Schema description coverage is 100%, so the schema fully documents all three parameters. The description adds no parameter-specific information beyond what's in the schema (e.g., it doesn't clarify 'bbox' format or 'date' interpretation). Baseline score of 3 is appropriate when the schema does all the heavy lifting.

Input schemas describe structure but not intent. Descriptions should explain non-obvious parameter relationships and valid value ranges.

Purpose4/5

Does the description clearly state what the tool does and how it differs from similar tools?

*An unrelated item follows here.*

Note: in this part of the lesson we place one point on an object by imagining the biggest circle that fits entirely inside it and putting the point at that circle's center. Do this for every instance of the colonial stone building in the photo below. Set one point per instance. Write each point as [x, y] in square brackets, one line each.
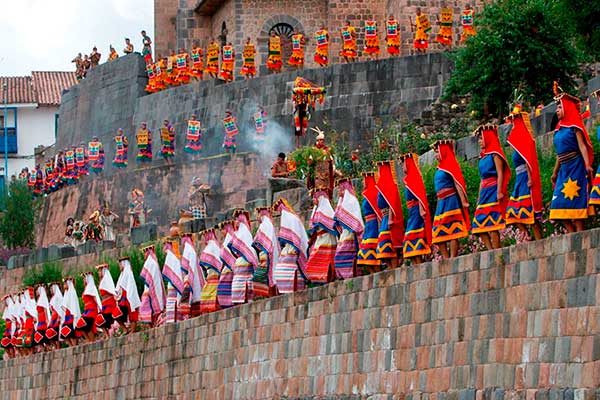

The description clearly states the action ('Get'), resource ('Ozone contour maps'), format ('in KML'), and scope ('by geographic bounding box'). It distinguishes from some siblings by specifying 'Ozone' (vs. PM2.5 or combined) and 'geographic bounding box' (vs. other location methods), but doesn't explicitly differentiate from all similar tools like 'get-contour-maps-by-bounding-box-combined-ozone-pm25'.

Agents choose between tools based on descriptions. A clear purpose with a specific verb and resource helps agents select the right tool.

Usage Guidelines2/5

Does the description explain when to use this tool, when not to, or what alternatives exist?

The description provides no guidance on when to use this tool versus alternatives. It mentions 'current or historical' but doesn't explain when to choose this over other observation or forecast tools in the sibling list, nor does it specify any prerequisites or exclusions for usage.

Agents often have multiple tools that could apply. Explicit usage guidance like "use X instead of Y when Z" prevents misuse.